Based on Jochens answer i propose a different variant that does a good job for me.
I wrote a Matlab Script to prepare the m-file automatically (see my GitLab Repositroy with examples).
It does the following:
In Matlab for class table:
Does the same like Jochens example, but binds the data together. So it is easier to load multiple variables. The names "table" and "columns" are mandatory for the next part.
YourVariableName = struct('table', struct(TableYouWantToLoad), 'columns', {struct(TableYouWantToLoad).varDim.labels})
save('YourFileName', 'YourVariableName')
In Matlab for class dataset:
Alternative, if you have to handle the old dataset type.

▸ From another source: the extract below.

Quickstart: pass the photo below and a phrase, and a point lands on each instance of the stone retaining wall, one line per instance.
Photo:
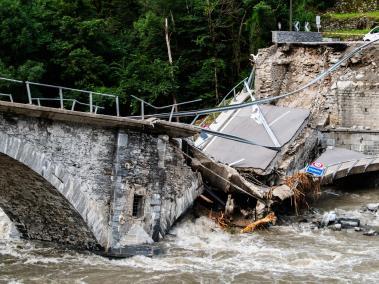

YourVariableName = struct('table', struct(DatasetYouWantToLoad), 'columns', {get(DatasetYouWantToLoad,'VarNames')})
save('YourFileName', 'YourVariableName')
In Python:
import scipy.io as sio
mdata = sio.loadmat('YourFileName')
mtable = load_table_from_struct(mdata['YourVariableName'])
with
import pandas as pd
def load_table_from_struct(table_structure) -> pd.DataFrame():
# get prepared data structure
data = table_structure[0, 0]['table']['data']
# get prepared column names
data_cols = [name[0] for name in table_structure[0, 0]['columns'][0]]
# create dict out of original table
table_dict = {}
for colidx in range(len(data_cols)):
table_dict[data_cols[colidx]] = [val[0] for val in data[0, 0][0, colidx]]
return pd.DataFrame(table_dict)
It is independent from loading the file, but basically a minimized versions of Jochens Code. So please give him kudos for his post.